Power Pack by Ken Steacy Marvel Fanfare #23

Power Pack wrecks a diner!  Steacy does a great job communicating each character’s personality through body language and props.  The dragon detail in the background is amazing! I wonder if that man looking over the booth is Steacy or a friend he drew in the picture.  Steacy’s attention to detail can even be found in his signature which is stylized to fit the Asian restaurant theme.

Guardian by Ken Steacy Marvel Fanfare #23

Guardian from Alpha Flight flies high!  Salute!  I’m going to take a wild guess and place this image before the time that good ‘ole James Hudson blows up (the first time).  Oops! Spoilers from the 1980s!  I like this image.  It’s clean, slick and powerful.  I like the juxtaposition of the planes with Guardian, but I wonder if instead of flying with them, he’s really just in their way.

Fantastic Four by Ken Steacy Marvel Fanfare #22

The Fantastic Four are a family that just happens to be the world’s most amazing superheroes too!  Here we get a small slice of home life as Reed and Sue return from a night out and find their son Franklin perched on the Thing’s knee.  Franklin is, of course, reading about his family’s adventures in a comic book!  How meta, yes?  Check out Sue’s hair!  That is a serious 80s flashback!

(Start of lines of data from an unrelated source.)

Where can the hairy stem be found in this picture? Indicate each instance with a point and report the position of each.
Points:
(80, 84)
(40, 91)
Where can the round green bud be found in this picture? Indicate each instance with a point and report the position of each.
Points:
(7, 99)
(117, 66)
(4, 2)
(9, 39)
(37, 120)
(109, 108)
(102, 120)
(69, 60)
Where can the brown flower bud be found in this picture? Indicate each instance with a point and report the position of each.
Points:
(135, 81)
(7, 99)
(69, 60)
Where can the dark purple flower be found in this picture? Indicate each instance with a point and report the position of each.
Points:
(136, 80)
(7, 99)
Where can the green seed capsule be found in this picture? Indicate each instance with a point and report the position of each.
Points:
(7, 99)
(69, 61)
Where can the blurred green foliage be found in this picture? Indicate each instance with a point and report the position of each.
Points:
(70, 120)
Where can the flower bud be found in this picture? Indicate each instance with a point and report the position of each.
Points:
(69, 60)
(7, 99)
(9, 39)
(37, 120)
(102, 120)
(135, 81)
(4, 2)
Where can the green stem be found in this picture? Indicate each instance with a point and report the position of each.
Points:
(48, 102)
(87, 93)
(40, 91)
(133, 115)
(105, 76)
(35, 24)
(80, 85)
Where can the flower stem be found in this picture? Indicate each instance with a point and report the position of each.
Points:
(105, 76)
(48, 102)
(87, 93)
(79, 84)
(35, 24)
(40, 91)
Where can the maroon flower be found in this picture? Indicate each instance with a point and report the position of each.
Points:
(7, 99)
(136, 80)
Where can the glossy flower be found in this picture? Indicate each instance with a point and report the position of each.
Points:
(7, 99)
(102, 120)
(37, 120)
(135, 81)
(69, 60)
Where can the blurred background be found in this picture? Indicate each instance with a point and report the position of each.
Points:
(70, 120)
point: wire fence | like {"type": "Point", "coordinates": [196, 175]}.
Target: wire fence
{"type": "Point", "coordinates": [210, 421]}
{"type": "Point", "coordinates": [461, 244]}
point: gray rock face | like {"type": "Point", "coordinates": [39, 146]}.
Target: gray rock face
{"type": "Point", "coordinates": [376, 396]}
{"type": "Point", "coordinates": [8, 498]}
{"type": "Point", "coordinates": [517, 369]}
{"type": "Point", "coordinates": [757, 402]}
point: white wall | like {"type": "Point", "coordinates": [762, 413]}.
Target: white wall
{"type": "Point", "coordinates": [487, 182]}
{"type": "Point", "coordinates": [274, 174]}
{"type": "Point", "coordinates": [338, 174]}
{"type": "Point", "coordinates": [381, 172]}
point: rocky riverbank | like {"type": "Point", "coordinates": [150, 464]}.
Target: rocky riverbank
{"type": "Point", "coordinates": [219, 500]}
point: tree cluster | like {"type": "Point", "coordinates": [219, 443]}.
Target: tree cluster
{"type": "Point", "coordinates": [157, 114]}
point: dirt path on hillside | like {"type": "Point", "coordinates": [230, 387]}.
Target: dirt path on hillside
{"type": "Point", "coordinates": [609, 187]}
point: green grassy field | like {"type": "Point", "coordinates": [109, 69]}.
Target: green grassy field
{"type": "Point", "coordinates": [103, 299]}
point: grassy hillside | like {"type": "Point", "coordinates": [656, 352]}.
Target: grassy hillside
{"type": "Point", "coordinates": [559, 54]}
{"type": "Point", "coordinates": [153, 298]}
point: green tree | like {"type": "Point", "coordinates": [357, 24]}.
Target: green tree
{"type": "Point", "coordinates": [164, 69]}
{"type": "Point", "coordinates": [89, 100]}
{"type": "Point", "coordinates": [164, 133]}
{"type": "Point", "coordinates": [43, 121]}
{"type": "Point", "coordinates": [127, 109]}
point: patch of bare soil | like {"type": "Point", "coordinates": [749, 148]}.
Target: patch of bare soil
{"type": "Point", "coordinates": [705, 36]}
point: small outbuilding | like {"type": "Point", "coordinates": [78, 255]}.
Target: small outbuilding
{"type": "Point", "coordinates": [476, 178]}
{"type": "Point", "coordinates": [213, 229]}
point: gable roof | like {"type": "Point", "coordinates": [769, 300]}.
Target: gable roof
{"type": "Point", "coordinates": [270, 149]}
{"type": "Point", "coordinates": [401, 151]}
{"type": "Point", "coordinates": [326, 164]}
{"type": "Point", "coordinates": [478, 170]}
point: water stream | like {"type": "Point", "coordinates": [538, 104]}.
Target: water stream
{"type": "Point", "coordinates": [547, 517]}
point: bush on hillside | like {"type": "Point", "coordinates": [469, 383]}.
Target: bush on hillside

Doctor Strange by Ken Steacy Marvel Fanfare #23

Doctor Strange enters a strange dimension where everything has turned into a slick advertising campaign!  Okay, that might not actually be true, but that’s what it looks like to me.  From the hyper-stylized face of the woman in the background to the pattern on the green suit of the man in the foreground, this world looks like a Nagel painting got smashed up with Lisa Frank stickers and an Atari video game.  The good Doctor’s expression is one of bewilderment as if even he cannot fathom this strange ad world.   I enjoy Steacy’s take on Doctor Strange.  He really nails the cloak details and the image on his shirt.  The hair is a bit too slick for my tastes, but that’s my only quibble. 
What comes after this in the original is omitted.